Nella giornata di oggi la riforma del Codice antimafia arriva nell’aula del Senato, dopo che alla Camera era stato approvato in prima lettura nel novembre del 2015. Si tratta di un provvedimento che, dopo il primo passaggio parlamentare, era rimasto in commissione Giustizia al Senato fino al 27 aprile 2017, senza però uscirne con la certezza dell’approvazione.
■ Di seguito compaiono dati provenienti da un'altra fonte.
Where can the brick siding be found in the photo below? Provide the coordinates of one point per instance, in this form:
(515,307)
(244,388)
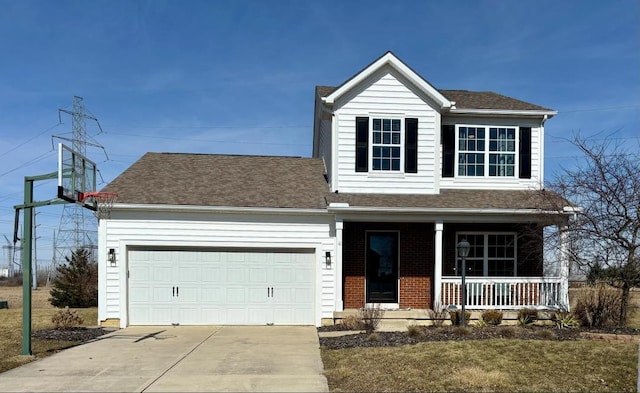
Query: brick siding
(416,262)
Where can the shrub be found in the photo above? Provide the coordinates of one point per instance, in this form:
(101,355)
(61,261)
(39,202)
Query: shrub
(352,322)
(375,337)
(461,330)
(599,306)
(66,319)
(415,331)
(507,331)
(456,317)
(371,317)
(546,334)
(527,316)
(438,314)
(492,317)
(563,319)
(76,282)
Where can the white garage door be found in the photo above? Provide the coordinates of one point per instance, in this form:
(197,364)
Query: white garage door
(204,287)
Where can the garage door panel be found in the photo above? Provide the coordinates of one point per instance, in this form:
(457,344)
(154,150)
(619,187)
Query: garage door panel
(221,287)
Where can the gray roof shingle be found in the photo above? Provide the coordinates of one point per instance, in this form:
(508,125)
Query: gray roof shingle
(466,99)
(223,180)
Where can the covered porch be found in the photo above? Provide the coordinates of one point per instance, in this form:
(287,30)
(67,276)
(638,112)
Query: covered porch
(506,293)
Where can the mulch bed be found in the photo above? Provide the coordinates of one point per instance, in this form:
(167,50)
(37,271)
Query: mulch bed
(452,333)
(78,334)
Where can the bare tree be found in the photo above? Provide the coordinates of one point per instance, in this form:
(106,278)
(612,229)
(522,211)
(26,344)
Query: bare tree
(604,234)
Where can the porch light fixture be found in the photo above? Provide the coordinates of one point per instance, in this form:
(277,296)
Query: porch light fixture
(112,256)
(463,251)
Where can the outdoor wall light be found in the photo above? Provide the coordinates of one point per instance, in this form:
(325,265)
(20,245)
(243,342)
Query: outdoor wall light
(111,257)
(327,259)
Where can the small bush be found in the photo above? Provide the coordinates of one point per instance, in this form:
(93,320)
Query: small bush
(492,317)
(375,337)
(599,306)
(438,314)
(546,334)
(461,330)
(415,331)
(76,282)
(371,317)
(507,331)
(527,316)
(352,322)
(66,319)
(563,320)
(456,317)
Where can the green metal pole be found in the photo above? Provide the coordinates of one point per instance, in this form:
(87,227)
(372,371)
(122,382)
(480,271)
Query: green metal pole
(26,266)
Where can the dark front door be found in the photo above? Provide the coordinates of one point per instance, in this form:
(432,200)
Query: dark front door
(382,267)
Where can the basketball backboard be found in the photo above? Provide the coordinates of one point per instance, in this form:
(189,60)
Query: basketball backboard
(76,174)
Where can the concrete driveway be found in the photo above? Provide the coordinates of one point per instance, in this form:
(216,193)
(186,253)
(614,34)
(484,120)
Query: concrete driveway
(181,359)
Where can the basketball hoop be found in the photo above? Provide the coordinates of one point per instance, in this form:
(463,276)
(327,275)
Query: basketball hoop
(100,202)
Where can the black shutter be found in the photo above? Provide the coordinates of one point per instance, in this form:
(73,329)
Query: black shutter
(525,152)
(448,138)
(362,144)
(411,145)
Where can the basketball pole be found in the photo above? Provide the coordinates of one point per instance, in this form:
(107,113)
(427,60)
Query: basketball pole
(27,252)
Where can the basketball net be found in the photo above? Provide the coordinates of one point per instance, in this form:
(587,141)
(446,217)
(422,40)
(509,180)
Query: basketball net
(103,202)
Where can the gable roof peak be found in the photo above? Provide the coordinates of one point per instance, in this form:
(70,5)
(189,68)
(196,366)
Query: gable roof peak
(388,59)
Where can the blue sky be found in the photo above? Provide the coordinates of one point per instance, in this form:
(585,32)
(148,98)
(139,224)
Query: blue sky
(238,76)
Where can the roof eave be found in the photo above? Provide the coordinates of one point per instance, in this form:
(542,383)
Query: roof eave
(216,209)
(406,71)
(503,112)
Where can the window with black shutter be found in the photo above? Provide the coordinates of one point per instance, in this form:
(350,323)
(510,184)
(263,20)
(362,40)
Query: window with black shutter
(362,144)
(448,138)
(525,153)
(411,145)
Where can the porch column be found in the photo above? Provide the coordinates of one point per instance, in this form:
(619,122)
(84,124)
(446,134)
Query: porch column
(339,305)
(564,266)
(437,271)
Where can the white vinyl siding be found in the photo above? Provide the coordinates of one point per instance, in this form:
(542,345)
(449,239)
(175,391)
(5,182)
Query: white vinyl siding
(386,95)
(210,231)
(499,182)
I trenta articoli del nuovo Codice, infatti, sono fortemente avversati dai parlamentari di Forza Italia e di Alternativa Popolare, la formazione del ministro degli Esteri Alfano, che non accettano alcune tra le misure centrali della riforma. In particolare, spiega Alberto Vannucci, docente di Scienze politiche all’Università di Pisa, dove è direttore del Master in Analisi, prevenzione e contrasto della criminalità organizzata e della corruzione, «quello che sta generando maggiore divisione politica è il fatto che per la prima volta viene riconosciuto che una serie di reati contro la pubblica amministrazione, e soprattutto i reati più gravi come la corruzione, la concussione, il traffico di influenze, reati che ruotano intorno al malaffare politico e amministrativo, visto il loro legame simbiotico con la realtà della criminalità mafiosa rientrano in quello che viene chiamato “doppio binario”, cioè il trattamento particolarmente attento da parte dell’ordinamento giudiziario che vede l’applicazione di misure di prevenzione anche ai soggetti coinvolti in questo tipo di attività».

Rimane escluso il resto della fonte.